Linux mremap without freeing the old mapping?

Asked 19/9, 2013 at 20:42 Answered 22/4, 2020 at 23:4

I need a way to copy pages from one virtual address range to another without actually copying the data. The ranges are massive and latency is important. mremap can do this, but the problem is it also deletes the old mapping. Since I need to do this in a multithreaded environment I need the old mapping to be simultaneously usable, I will free it later when I'm certain no other threads can be using it. Is this possible, however hacky, without modifying the kernel? The solution only need work with recent Linux kernels.

Cinthiacintron answered 19/9, 2013 at 20:42 Comment(6)

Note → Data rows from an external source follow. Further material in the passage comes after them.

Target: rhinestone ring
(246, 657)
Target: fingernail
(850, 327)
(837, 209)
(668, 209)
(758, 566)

Out of curiosity, why bother with remap if the memory is still being accessed at the old address? – Jiujitsu 19/9, 2013 at 20:44

Is there another mechanism to map the same pages to a new, larger mapping at a different address? That would answer the question. – Cinthiacintron 19/9, 2013 at 20:49

I don't know the answer to your question (AFAIK it's impossible), but I'm curious as to why you need that. After all, if you only need to enlarge the mapping, that should be possible without relocating it, as long as you keep adjacent mapping well-spaced, which should not be a problem unless you're running a 32-bit kernel. – Jiujitsu 19/9, 2013 at 20:52

Difficult and unreliable with potentially hundreds of thousands of large mappings on x64. I'd rather modify the kernel. These mappings are actually mapped shm_open names. I think it might be possible to extend the mapping with ftruncate and then map the new larger region in an overlapping new mmap in the same process. Is that possible? – Cinthiacintron 19/9, 2013 at 21:3

Are you mapping an actual file, or an anonymous region? I think if it's a file, then you can use mmap the same file again and get a different set of addresses. – Joellyn 19/9, 2013 at 21:56

Btw, the kernel has added support for this since 5.7, see MREMAP_DONTUNMAP – Cinthiacintron 2/2 at 17:56

It is possible, although there are architecture-specific cache consistency issues you may need to consider. Some architectures simply do not allow the same page to be accessed from multiple virtual addresses simultaneously without losing coherency. So, some architectures will manage this fine, others do not.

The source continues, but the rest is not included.